Les dates de retour sont de plus en plus précoces : 10 février 2019, 1er février 2021, 31 janvier 2014, 15 janvier 2022…

Notons que nous pouvons observer cette teinte orangée, mais de manière moins évidente, chez d’autres espèces comme la Sarcelle d’été, et dans une moindre mesure le Canard souchet ou la Sarcelle d’hiver qui hivernent en moins grand nombre en Afrique de l’Ouest.   

Texte : Philippe Carruette / Illustration : Jean Bail

Une journée ensoleillée sans vent favorise le retour des grands échassiers à la héronnière. Dès le 4 février, avec la douceur des températures, quelques Hérons cendrés étaient sur les nids. Ce sont les mâles âgés qui arrivent les premiers sur leur « donjon », paradant gorge ébouriffée et crête dressée au moindre survole d’un oiseau. 

Le 3 janvier, alors que le thermomètre affiche 15°C (!), deux mâles célibataires de Cigognes blanches bougent quelques branches sur leur nid. Un mois plus tard, 11 oiseaux sont observés, seuls ou à deux. Les bagues permettent de voir que certains couples ne sont guère fidèles (AERY est désormais avec AFFG pour les derniers potins…).  

 

Ce ne sera vraiment qu’à partir de mi-mars et surtout à la fin du mois que nous verrons arriver les autres habitants des lieux : Spatules blanches et Aigrettes garzettes, Hérons garde-bœufs  et en dernier nous l’espérons les deux couples de Bihoreaux gris. Quant aux Grandes aigrettes, deux couples se réinstallent dans la saulaie visible de loin depuis le poste 10.
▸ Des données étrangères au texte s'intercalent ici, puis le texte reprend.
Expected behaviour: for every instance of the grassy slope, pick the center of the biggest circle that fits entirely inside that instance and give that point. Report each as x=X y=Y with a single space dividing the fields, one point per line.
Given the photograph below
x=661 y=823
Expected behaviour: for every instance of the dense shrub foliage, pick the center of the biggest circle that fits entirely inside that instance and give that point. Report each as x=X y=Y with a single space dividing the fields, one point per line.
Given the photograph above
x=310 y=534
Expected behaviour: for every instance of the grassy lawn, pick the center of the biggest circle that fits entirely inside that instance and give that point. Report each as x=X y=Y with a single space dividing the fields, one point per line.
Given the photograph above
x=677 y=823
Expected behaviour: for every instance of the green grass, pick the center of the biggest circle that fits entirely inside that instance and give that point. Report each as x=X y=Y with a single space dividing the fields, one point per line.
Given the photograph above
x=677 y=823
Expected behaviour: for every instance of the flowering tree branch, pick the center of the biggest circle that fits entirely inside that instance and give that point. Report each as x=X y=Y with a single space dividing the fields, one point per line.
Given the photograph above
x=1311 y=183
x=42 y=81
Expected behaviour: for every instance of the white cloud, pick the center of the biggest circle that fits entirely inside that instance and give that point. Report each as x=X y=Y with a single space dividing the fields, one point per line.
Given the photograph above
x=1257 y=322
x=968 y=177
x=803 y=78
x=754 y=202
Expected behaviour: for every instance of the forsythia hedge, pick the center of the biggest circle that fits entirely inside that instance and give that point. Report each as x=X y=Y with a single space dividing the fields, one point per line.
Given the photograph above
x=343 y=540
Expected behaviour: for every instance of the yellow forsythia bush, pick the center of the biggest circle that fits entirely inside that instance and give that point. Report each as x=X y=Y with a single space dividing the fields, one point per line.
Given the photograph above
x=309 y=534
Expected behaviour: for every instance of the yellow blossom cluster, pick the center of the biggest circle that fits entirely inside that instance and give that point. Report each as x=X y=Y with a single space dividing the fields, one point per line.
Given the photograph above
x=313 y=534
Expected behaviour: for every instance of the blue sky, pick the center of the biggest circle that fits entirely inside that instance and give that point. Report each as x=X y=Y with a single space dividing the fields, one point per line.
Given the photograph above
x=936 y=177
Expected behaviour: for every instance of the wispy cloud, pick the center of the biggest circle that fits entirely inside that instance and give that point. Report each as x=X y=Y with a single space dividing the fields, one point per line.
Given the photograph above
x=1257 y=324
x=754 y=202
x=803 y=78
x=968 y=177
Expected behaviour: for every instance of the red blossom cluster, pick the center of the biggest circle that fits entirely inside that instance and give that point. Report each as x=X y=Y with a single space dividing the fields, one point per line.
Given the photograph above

Texte : Philippe Carruette / Illustrations : Jean Bail

Les voici de retour pour une nouvelle saison riche en rencontres naturalistes sur le Parc du Marquenterre : les trois premiers Grèbes à cou noir ont été observés le 15 février, avec deux individus en mue et un oiseau encore en total plumage d’hiver. 

Ce petit oiseau n’hiverne jamais en totalité sur le Parc, les derniers individus séjournant au plus tard jusqu’en novembre ou début décembre. Le retour de cette superbe espèce a lieu de plus en plus tôt : deux individus étaient observés sur le site le 12 février 2022 ; en 2021, la première mention datait du 26 février ; tandis que les années antérieures, les dates de retour avaient lieu généralement début mars.

Les oiseaux choisissent d’hiverner surtout en mer, notamment le long des côtes de Bretagne, aussi bien en Manche qu’en Atlantique, et jusque dans le golfe de Gascogne. À l’inverse du Grèbe huppé, dans notre région les observations de cette espèce en mer ou dans les estuaires restent peu fréquentes.

Espérons que cette année encore, le Grèbe à cou noir niche en nombre sur le site, comme ce fut le cas en 2022, avec 22 couples… et de nombreux poussins ! La proximité d’une forte colonie de mouettes et la nidification des couples en groupe important sont indispensables au succès de la reproduction.